そこで本研究では、これまでほとんど行われてこなかった、漱石の「読者の期待の地平」取り込み構造(簡単に言えば、漱石が「読者」のレベルをどのように見積もって書いていたかということである)を明らかにし、それを明治30年代に流行した小説表現と比較することで、漱石の小説表現の到達度と、その独自性を明らかにする方法を採用した。なぜこのような方法が有効なのかといえば、それは文学が「読者」の存在を無視しては成り立たち得ないからである。「読者」が文学表現から何を読み取り、何を読み取れないのかを分析することで、その文学表現の質がある程度測定できると考える。
これにはかなりの困難が予測される。それは、当時の一般の「読者」が小説表現をどう読んだかという直接的な情報がまったくないからである。そこで本研究では、明治期のいわゆる「雑書」と呼ばれる雑多な本(一般の研究者からは、レベルの低さ故に顧みられることのほとんどなかった本)を大量に分析することで、「こういう常識を持っていた「読者」なら、小説表現をこういう風に読んだだろう」と推定する方法を用いた。それを漱石が「読者の期待の地平」として小説表現に取り込んでいったプロセスを明らかにした。
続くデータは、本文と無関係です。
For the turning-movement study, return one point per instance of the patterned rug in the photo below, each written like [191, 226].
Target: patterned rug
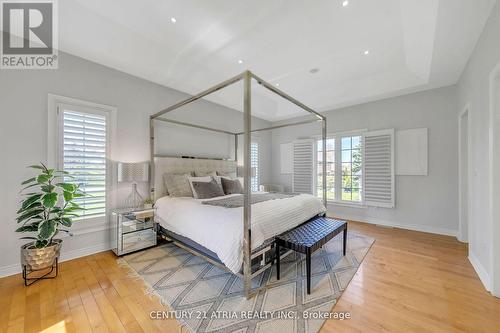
[208, 299]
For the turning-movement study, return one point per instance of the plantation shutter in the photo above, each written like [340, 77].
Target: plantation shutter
[303, 170]
[379, 168]
[84, 157]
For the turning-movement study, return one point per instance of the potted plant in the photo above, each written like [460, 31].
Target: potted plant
[47, 207]
[148, 203]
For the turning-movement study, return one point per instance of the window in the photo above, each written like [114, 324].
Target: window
[344, 157]
[330, 169]
[84, 143]
[254, 164]
[351, 168]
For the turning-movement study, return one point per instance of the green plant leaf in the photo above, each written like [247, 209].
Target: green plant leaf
[43, 178]
[68, 196]
[29, 214]
[39, 167]
[32, 185]
[49, 199]
[66, 221]
[47, 229]
[75, 206]
[28, 202]
[66, 231]
[36, 204]
[47, 188]
[41, 243]
[28, 228]
[68, 187]
[27, 181]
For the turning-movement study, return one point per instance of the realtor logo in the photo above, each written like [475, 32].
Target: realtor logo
[29, 34]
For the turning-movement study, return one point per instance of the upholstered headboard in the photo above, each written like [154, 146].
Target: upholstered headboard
[186, 165]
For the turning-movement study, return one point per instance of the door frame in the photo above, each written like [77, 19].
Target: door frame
[464, 221]
[494, 191]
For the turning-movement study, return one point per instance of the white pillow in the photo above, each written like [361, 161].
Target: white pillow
[205, 179]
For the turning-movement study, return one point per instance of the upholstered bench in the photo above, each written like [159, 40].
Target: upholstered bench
[307, 238]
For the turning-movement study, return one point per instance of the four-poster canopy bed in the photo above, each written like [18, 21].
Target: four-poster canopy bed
[250, 256]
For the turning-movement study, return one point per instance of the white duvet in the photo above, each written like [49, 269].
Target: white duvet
[220, 229]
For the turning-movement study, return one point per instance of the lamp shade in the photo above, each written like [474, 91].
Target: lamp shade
[133, 172]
一例を挙げておこう。明治30年代に一世を風靡した女学生小説に小杉天外『魔風恋風』と小栗風葉『青春』がある。これらは、いずれも「上京した女学生」を主人公にしていた。そこで、当時刊行されていた『女子遊学案内』のたぐいを参照すると、当時は「上京した女学生」は「堕落」(性的な堕落)するものと相場が決まっているかのような言説が多かったことがわかる。もちろん、新聞でもそういう言説が女学生に浴びせかかられていた。事実の問題ではなく、そういう言説が「読者」にある「期待の地平」を形成させただろうということが肝心なのである。また、一方では「女学生」に「良妻賢母」の予備軍となれという言説も数多く現れていた。下田歌子のように「自我の撲滅」こそが女子教育の目的だと説く者まで現れたのである。
こうした、「本音」の言説と「建前」の言説とが鬩ぎ合っている状況の中で、おそらく「読者」は「本音」に沿った展開を小説に期待しただろう。すなわち、これらの主人公がどういう風に「堕落」するだろうと「期待」して読んだと思われる。一方、明治40年代に書かれた漱石の『門』では、ヒロインの「お米」は主人公の友人である安井と内縁関係にあるが、女学生だった「お米」はおそらく安井と駆け落ちをしたのだろうと推測される。しかし、漱石はそのことをはっきり書いていない。つまり、明治30年代の小説が「読者の期待の地平」をそのまま小説化しているのに対して、漱石はそれを「利用」して「読者」の想像力を機能させるように書いているのである。ここに、明治30年代の小説と漱石の小説との明らかな表現の質の違いがある。
また、明治期に流行った「学問」に骨相学があるが、明治30年代の小説の登場人物はその容貌の記述を読めば、小説中の役割や性格がわかってしまうものが少なくなかった。しかし、漱石の小説はそういった傾向がかなり弱まっている。あるいは、「骨相学」的なパラダイムを逆手にとって、小説中の役割を演じさせる場合も少なくない。
多くの雑書の分析の結果、こうした小説表現の質の違いがほぼ明らかになった。その中間報告として、雑書の言説と漱石文学との関わりを論じた『百年前の私たち』(講談社現代新書、2007年3月)を刊行した。